L'Ange, l’Enfant
Le jeune enfant appartient entier à l'ange qui l'habite, l'effacement duquel se nomme l'éducation.
Chacun sait qu'il s'agit d'un long travail : voiler la lumière.
Que nous prend-il de nous incarner ?
Toute la vie se passera parfois dans cet impossible rapprochement entre l'ange et l'humain qu'il a souhaité devenir.
Un paysage qu'on n'entrevoit que le matin, entre loup et chien, qui s’évanouit aussitôt qu'effleuré, - mais qui, dans sa disparition même, et dans son impossibilité à persister, signe le plus entier empire qu'il a sur l'humain, l’indélébile trace d'un au-delà, d'un ailleurs, d'un ''autre chose que ce monde'' qui m'habitera jusqu’au soir, passager clandestin de l'embarcation improbable qu'est ''ma vie''.

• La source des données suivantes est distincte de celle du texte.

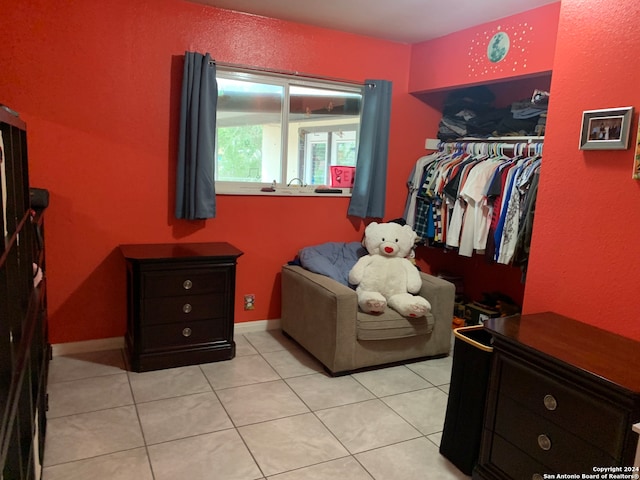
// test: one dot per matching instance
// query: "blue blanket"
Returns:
(333, 259)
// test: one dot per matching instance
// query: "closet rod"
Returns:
(288, 72)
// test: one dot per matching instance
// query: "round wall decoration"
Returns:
(498, 47)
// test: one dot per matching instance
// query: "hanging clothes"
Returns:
(473, 198)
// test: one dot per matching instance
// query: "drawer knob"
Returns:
(544, 442)
(550, 402)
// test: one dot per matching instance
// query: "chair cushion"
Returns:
(390, 325)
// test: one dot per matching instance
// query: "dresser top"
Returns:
(584, 346)
(164, 251)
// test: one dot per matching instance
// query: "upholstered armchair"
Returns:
(322, 315)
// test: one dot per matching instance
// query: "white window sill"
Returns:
(278, 191)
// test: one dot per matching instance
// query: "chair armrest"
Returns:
(441, 295)
(319, 313)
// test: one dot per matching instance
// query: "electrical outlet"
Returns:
(249, 300)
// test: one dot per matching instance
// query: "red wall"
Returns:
(460, 59)
(98, 84)
(584, 263)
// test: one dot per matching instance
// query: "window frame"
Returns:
(286, 81)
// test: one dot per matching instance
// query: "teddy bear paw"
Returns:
(417, 310)
(375, 306)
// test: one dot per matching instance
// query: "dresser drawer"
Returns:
(187, 308)
(566, 405)
(181, 335)
(169, 283)
(514, 462)
(546, 442)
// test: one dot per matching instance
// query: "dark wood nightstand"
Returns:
(180, 303)
(562, 399)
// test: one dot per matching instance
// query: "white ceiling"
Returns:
(407, 21)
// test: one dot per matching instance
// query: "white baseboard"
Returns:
(98, 345)
(115, 343)
(256, 326)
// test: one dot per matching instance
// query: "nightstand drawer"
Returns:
(183, 309)
(546, 442)
(188, 334)
(169, 283)
(514, 462)
(564, 404)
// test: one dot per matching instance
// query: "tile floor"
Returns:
(270, 413)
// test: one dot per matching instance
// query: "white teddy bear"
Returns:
(386, 276)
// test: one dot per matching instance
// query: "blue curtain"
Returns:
(369, 189)
(195, 182)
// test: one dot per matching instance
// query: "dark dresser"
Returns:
(562, 399)
(180, 303)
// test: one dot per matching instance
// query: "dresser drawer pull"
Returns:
(544, 442)
(550, 402)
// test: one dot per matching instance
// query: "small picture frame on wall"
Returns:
(606, 129)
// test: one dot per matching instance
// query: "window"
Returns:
(283, 129)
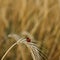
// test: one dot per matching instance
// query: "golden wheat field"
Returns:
(40, 18)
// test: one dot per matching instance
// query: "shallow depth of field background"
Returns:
(41, 18)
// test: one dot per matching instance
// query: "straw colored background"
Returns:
(41, 18)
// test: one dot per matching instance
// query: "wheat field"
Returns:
(40, 18)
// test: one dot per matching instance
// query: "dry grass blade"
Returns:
(33, 49)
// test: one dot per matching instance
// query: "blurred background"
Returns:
(41, 18)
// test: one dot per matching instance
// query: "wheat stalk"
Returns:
(31, 46)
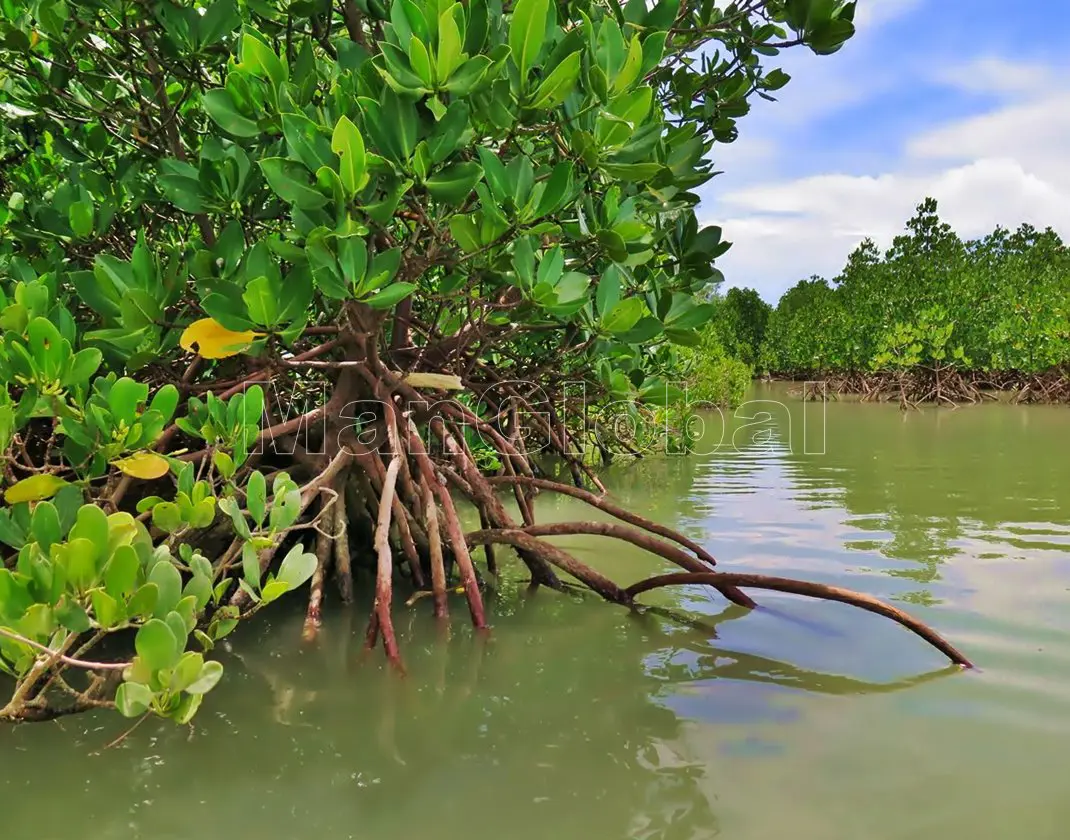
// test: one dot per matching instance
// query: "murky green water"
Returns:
(804, 720)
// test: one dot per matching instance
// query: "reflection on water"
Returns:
(693, 719)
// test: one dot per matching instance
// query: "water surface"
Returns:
(576, 719)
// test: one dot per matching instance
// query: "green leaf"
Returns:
(91, 523)
(260, 60)
(186, 672)
(448, 56)
(262, 298)
(454, 183)
(11, 534)
(556, 87)
(250, 565)
(273, 591)
(73, 616)
(465, 232)
(167, 517)
(528, 32)
(80, 216)
(169, 583)
(290, 182)
(143, 601)
(156, 644)
(348, 143)
(306, 141)
(220, 107)
(120, 574)
(45, 525)
(469, 76)
(684, 314)
(133, 699)
(392, 294)
(624, 316)
(106, 609)
(297, 567)
(210, 675)
(256, 497)
(609, 290)
(419, 60)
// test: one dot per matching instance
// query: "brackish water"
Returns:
(574, 719)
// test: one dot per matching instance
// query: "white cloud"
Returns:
(992, 74)
(872, 13)
(1002, 167)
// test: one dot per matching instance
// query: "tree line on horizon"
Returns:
(996, 308)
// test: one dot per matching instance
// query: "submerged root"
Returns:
(820, 591)
(399, 478)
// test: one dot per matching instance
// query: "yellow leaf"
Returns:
(34, 488)
(210, 339)
(444, 381)
(143, 464)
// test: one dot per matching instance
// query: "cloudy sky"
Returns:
(965, 101)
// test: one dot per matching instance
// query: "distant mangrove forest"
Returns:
(933, 318)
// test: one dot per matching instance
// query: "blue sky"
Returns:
(966, 101)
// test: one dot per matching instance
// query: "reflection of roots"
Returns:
(394, 480)
(820, 591)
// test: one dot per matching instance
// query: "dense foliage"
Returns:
(739, 320)
(712, 375)
(274, 274)
(991, 306)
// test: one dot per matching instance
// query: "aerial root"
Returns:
(820, 591)
(636, 537)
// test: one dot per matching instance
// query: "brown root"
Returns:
(381, 612)
(820, 591)
(561, 559)
(644, 541)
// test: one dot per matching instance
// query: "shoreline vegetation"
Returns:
(290, 291)
(933, 319)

Ce clandestin-là est le capitaine de ma solitude, mon Nord intérieur et sensible, le présage de tout ce qui m'arrive.
Celui qui m'a tout promis.
Celui qui m'a tout pardonné.
L'enfant que je demeure.
Séjourner dans cette lumière ?
Oui, de grâce, à jamais !
C'est sur cette incertaine frontière que se situe l'Art : un pied dans l'invisible (sinon à quoi bon?) l'autre dans la glaise quotidienne.
On ne s'étonnera guère que l'échec y trouve place plus souvent que la réussite : l'Ange n'a que faire des barreaux d'une œuvre figée, il est un fugueur, un fugace, un vif-argent.